1950年代、ソ連が1957年に人工衛星スプートニク1号を打ち上げたことは、アメリカの各界に「スプートニク・ショック」と呼ばれる衝撃が走った。アメリカ政府は、ソ連に対抗するためにまずは学校教育を充実し、科学技術を発展させようとした。これに伴って「教育内容の現代化運動」と呼ばれる、小中学校からかなり高度な教育を行なおうとする運動が起こった。この運動が日本にも波及し、濃密なカリキュラムが組まれたが、授業が速すぎるため「新幹線授業」などと批判された。当時は、公立学校も私立学校もあまり違いがない学習内容だった。

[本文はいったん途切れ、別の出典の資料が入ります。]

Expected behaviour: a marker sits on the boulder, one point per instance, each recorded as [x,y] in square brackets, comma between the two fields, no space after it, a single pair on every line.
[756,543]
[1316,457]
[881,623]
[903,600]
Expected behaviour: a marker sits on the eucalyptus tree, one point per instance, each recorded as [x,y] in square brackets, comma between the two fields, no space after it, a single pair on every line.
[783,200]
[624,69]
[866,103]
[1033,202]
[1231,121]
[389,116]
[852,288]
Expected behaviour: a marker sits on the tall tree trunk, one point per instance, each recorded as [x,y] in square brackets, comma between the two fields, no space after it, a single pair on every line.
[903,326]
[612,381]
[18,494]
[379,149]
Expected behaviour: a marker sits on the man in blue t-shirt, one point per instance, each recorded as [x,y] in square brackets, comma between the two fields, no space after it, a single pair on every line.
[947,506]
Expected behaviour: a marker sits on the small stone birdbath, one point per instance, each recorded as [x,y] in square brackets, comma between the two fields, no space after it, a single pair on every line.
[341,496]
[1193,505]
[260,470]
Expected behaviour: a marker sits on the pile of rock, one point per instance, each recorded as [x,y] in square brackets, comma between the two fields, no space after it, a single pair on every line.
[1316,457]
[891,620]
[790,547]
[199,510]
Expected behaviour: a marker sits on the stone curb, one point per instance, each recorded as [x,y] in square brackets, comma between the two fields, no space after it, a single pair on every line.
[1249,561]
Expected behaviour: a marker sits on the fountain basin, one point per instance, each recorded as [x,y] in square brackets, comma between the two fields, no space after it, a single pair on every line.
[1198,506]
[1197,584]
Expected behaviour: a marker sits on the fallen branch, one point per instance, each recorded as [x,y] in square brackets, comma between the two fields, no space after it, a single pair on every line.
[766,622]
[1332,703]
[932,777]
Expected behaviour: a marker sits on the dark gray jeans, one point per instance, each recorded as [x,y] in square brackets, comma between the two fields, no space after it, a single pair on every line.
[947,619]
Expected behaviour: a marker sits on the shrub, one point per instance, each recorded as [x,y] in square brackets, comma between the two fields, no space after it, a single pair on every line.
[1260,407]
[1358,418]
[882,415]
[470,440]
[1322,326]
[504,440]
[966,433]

小学校の学習指導要領は1968年に告示され1971年度から実施、中学校の学習指導要領は1969年に告示され1972年度から実施された。高等学校の学習指導要領は1970年に告示され、1973年度の第1学年から学年進行で実施された。高等学校の社会科や理科で旧課程のA・Bの区分は止め、新たに地理A(系統地理的)、地理B(地誌的)などを設置した。

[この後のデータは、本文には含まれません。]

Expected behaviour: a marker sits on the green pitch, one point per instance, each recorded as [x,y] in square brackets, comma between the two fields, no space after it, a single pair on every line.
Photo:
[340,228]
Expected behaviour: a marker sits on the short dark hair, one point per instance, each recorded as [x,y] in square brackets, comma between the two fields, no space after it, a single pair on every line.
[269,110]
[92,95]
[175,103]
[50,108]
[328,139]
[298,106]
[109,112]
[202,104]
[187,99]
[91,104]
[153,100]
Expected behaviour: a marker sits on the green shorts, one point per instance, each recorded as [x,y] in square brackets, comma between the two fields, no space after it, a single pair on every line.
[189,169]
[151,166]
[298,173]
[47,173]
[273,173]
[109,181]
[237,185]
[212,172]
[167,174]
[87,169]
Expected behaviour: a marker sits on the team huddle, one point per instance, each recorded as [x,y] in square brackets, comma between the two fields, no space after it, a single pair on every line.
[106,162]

そして、1976年に学習内容を削減する提言が中央教育審議会でなされた。
| 学校種 | 教科区分 | 各教科、各科目 | 教科以外の教育活動 | |
|---|---|---|---|---|
| 小学校 | 教科 | 国語、社会、算数、理科、音楽、図画工作、家庭、体育 | 道徳 | |
| 中学校 | 必修教科 | 国語、社会、数学、理科、音楽、美術、保健体育、技術・家庭 | 道徳、 特別活動(生徒活動〔学級会活動、生徒会活動、クラブ活動〕、学級指導、学校行事) | |
| 選択教科 | 外国語、農業、工業、商業、水産、家庭、その他特に必要な教科 | |||
| 高等学校 | 教科 | 国語 | 現代国語、古典I甲、古典I乙、古典II | ホームルーム、生徒会活動、クラブ活動、学校行事 |
| 社会 | 倫理・社会、政治・経済、日本史、世界史、地理A、地理B | |||
| 数学 | 数学一般、数学I、数学IIA、数学IIB、数学III、応用数学 | |||
| 理科 | 基礎理科、物理I、物理II、化学I、化学II、生物I、生物II、地学I、地学II | |||
| 保健体育 | 体育、保健 | |||
| 芸術 | 音楽I、音楽II、音楽III、美術I、美術II、美術III、工芸I、工芸II、工芸III、書道I、書道II、書道III | |||
| 外国語 | 初級英語、英語A、英語B、英会話、ドイツ語、フランス語、外国語に関するその他の科目 | |||
| 家庭 | 家庭一般 | |||
| 家庭、農業、工業、商業、水産、看護、理数、音楽、美術、その他特に必要な教科 | ||||
ゆとりカリキュラムといわれる、教科の学習内容が少し削減された学習指導要領。
小学校6年間の総授業時数は5785コマで、国・算・理・社の合計授業時数は3659コマ。中学校3年間の総授業時数は3150コマ。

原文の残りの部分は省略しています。